This sort of thing is not unusual for Equatorial Guinea. Last year, Mark Thatcher, son of former British prime minister Margaret Thatcher, was forced to pay Equatorial Guinea a $500,000 fine to get out of the country. Thatcher had earlier been arrested and charged with attempting to overthrow the government. There's certainly a need for that. Equatorial Guinea has been ruled, since 1979, by dictator Teodoro Obiang Nguema Mbasogo (who inherited the job from his uncle, via a coup.) Obiang has grown increasingly paranoid and unstable of late. That's because oil was discovered in the 1990s, and that produced more money than has ever been seen before in the tiny country of only 600,000 people. Obiang has stolen most of the $700 million in annual oil income, handing out enough of it to cronies to keep himself in power. But, in a situation like that, who can you really trust? So when a ship comes by, with a hundred UN peacekeeper vehicles on deck (worth some $20 million), what do you do? After all, the army of Equatorial Guinea consists of only three battalions, and the stuff on the ship would equip one of those battalions with better gear then they have now.
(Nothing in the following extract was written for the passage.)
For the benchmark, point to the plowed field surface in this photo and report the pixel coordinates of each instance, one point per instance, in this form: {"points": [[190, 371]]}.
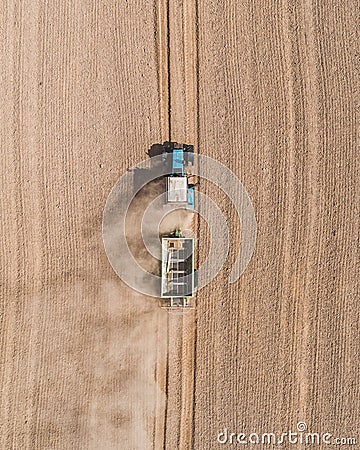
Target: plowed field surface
{"points": [[268, 88]]}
In any event, it's not uncommon for government officials to collaborate with pirates. In the last decade, it's happened in China and Southeast Asia, and elsewhere as well. The dictator of Equatorial Guinea is carrying on an ancient tradition, that still lives on today. UN leader Kofi Annan has been in touch with Obiang, and has admitted that this has not produced any results. Obiang has the stuff, and the UN has admitted they are short of peacekeeping troops in Africa. There's going to be a temptation to just look the other way, warn ships to be careful when entering the area, and move on. The situation in Equatorial Guinea is likely to resolve itself, as Obiang appears to be losing control, and members of his armed forces apparently want to get their hands on the oil money bank accounts. The United States has long protested the corruption in Equatorial Guinea, actually closing its embassy from 1995 to 2003 because of the atrocities committed by the government. The United States has dealt with this sort of thing before, as the U.S. Marine Corps hymn points out ("..to the shores of Tripoli.") But Equatorial Guinea is a miniature version of Iraq, and who needs another dysfunctional country to repair.